Interpreting your results

There are lots of ways to look at your results

How to interpret a splitsgraph

If you do choose to reduce your sample to a single tree, use R or FigTree to make a nice picture out of it.

Reducing your tree sample to a single tree is a convenience for visualization, not a part of the analysis. You should do any calculations that you're interested in on the basis of the complete sample.  
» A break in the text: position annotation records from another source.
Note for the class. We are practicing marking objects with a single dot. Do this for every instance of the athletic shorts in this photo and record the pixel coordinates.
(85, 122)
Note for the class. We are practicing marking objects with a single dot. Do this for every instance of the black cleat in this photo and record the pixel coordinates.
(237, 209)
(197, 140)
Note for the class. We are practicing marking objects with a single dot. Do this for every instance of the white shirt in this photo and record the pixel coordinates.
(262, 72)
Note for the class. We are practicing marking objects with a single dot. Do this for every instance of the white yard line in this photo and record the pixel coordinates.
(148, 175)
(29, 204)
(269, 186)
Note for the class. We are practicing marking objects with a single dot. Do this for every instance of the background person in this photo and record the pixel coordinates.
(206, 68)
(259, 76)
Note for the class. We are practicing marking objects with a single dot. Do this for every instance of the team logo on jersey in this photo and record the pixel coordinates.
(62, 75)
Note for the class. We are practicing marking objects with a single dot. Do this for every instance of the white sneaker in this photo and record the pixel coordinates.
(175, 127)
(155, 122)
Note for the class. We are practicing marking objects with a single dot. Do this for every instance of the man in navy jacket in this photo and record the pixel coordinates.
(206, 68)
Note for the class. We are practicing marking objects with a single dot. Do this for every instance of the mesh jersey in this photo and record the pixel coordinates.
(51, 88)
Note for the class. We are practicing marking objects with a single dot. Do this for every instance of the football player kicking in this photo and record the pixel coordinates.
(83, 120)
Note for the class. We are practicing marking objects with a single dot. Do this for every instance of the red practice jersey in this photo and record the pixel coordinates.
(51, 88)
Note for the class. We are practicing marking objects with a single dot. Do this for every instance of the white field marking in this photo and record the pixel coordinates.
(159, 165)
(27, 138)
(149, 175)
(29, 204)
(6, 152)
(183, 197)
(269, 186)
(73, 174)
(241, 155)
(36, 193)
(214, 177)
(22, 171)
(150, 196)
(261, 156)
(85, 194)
Running MrBayes from a control file

Rather than typing in all the MrBayes commands each time you tweak an analysis, it is much more reliable to use a “MrBayes” block in your nexus file. This block starts with begin mrbayes; and (like any other nexus block) ends with end;. The MrBayes block can contain any command that you type into the MrBayes console; but don’t forget to end them with a semicolon (the nexus standard — this also allows for more readable, multiline commands. It’s good practice to include comments to yourself explaining what the control file is supposed to do. Nexus comments go in [ square brackets ]. Here is an example of somewhat elaborate MrBayes block::

[ topology constrained to include South and Central Aslian ]

begin mrbayes;
  log start filename=test.log replace;	
  constraint southaslian = Semaq_Beri_Brw Semaq_Beri_Jaboy
      Semelai Mah_Meri;
  constraint centralaslian = Semnam_Bal Semnam_Malau Lanoh_Kertei
      Temiar_Kelantan Temiar_Perak Semai_Ringlet Semai_Kampar;
  prset statefreqpr=fixed(empirical) 
      brlenspr=unconstrained:exponential(0.05);
  prset topologypr = constraints(southaslian,centralaslian);
  lset nst=1 rates=gamma ngammacat=4 coding=noabsencesites;
  mcmc ngen=1500000			
      printfreq=1000
      samplefreq=1500				
      nchains=4 					
      savebrlens=yes				
      nruns = 2
  ;
  sumt burnin=1000;					
  sump;
  plot filename=Aslian28.nex.run1.p match=all;
  plot filename=Aslian28.nex.run2.p match=all;
  log stop;
end;

You can then run this file in MrBayes using the command line mb myfile.nex (assuming that the file with the data in it is called myfile.nex. If you want to be left with an interactive console once everything has been run, use the -i flag, i.e. mb -i myfile.nex. Another neat way to do it is to keep the data in one nexus file (e.g. like the Aslian28.nex file used in the exercises above, and then make a control file with just the mrbayes block. Include execute Aslian28.nex; as the first line, after begin mrbayes;. This way you can have multiple control files with different settings, but all using the same data file.